図1に図解するHMD1は、不図示のゴーグルやメガネ状の装着枠部材に、図示した各部を装備させて構成される。不図示の装着枠部材は顔形状、耳や鼻などにフィットすることで各部の位置出しができるようになっている。脱落防止のためには、ヘッドに固定する部分、あるいは、こめかみを内側に押さえ、または、耳等に掛かりあう装着枠部材構造となっている。
【0016】
不図示の装着枠部材の先端面付近には、符号“2”により示す表示素子が固定されている。
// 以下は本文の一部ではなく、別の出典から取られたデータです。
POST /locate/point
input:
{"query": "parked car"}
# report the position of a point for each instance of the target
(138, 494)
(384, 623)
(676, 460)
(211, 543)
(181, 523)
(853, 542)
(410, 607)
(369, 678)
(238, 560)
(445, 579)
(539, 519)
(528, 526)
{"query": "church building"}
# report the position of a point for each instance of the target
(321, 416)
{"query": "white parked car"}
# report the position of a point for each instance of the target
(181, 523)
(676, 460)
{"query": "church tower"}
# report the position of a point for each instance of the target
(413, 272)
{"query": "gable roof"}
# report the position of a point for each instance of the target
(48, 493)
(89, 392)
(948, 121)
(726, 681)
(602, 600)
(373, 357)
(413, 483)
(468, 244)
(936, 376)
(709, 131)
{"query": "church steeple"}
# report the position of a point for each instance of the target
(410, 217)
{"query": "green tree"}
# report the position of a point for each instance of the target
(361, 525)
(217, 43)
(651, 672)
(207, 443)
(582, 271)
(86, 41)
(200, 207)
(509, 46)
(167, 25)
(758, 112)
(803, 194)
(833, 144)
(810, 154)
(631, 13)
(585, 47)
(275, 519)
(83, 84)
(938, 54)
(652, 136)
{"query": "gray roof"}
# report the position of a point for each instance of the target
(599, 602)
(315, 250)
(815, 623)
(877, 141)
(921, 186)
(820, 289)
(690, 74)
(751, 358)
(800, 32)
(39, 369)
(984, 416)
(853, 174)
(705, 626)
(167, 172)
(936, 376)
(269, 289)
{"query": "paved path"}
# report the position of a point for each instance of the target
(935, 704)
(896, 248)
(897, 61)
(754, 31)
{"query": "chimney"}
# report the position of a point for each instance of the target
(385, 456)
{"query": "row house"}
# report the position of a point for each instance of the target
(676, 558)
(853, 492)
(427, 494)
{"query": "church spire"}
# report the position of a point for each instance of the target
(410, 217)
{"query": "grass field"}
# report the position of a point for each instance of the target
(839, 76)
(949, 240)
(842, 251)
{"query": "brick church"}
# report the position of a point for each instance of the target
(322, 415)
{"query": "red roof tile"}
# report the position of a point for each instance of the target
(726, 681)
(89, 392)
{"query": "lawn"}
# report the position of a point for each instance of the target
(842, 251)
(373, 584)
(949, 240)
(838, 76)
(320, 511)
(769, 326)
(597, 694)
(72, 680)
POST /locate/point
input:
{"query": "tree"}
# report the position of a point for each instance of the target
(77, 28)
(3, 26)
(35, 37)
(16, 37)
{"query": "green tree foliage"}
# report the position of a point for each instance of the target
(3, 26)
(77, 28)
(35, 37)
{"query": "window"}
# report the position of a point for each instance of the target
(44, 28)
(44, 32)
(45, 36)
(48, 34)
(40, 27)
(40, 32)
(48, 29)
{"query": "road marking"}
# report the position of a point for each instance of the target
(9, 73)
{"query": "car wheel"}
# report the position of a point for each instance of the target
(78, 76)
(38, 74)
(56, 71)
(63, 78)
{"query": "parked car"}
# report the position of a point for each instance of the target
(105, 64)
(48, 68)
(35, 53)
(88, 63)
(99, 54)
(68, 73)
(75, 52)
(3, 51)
表示素子2のサイズや重量はHMDのデザインや装着感に大きく影響するため、表示素子2としては液晶や有機ELなどの軽量かつ高精細なものが望ましい。
【0017】
左右の瞳がくると想定される位置で、瞳の大きさに対応した大きさの瞳想定領域を想定する。この瞳想定領域と表示素子2との間には、表示素子2側から光学部品としてのシャッタ機構3と、2つの接眼レンズ4R,4Lとが配設されている。
【0018】
シャッタ機構3は、液晶等の光変調(但し、この場合は光透過、光遮断の機能のみ)を利用してシャッタリングを行うものが望ましい。後述するように高速で表示と同期制御する必要があるため、表示素子2と同じような機構であることが有利である。
詳細は後述するが、シャッタ機構3は、瞳の径にくらべかなり小さい複数の局所開口を線状画像光の透過窓として開ける役目がある。しかも、高速で位置切り替えを行う必要がある。したがって、物理的(機構的)なシャッタでも原理的には可能であるが、機構は変えないでその材料等の光学的性質を変化させるものが高速切り換えの点で望ましい。
【0019】
接眼レンズ4R,4Lは、本発明が非適用のHMDと同様に、表示素子上の画像を適切な虚像位置に見せるために使われる。ピンホールによるパンフォーカス化の効果は有限なため、よりピントを合いやすくするために接眼レンズ4R,4Lをピンホールと併用する。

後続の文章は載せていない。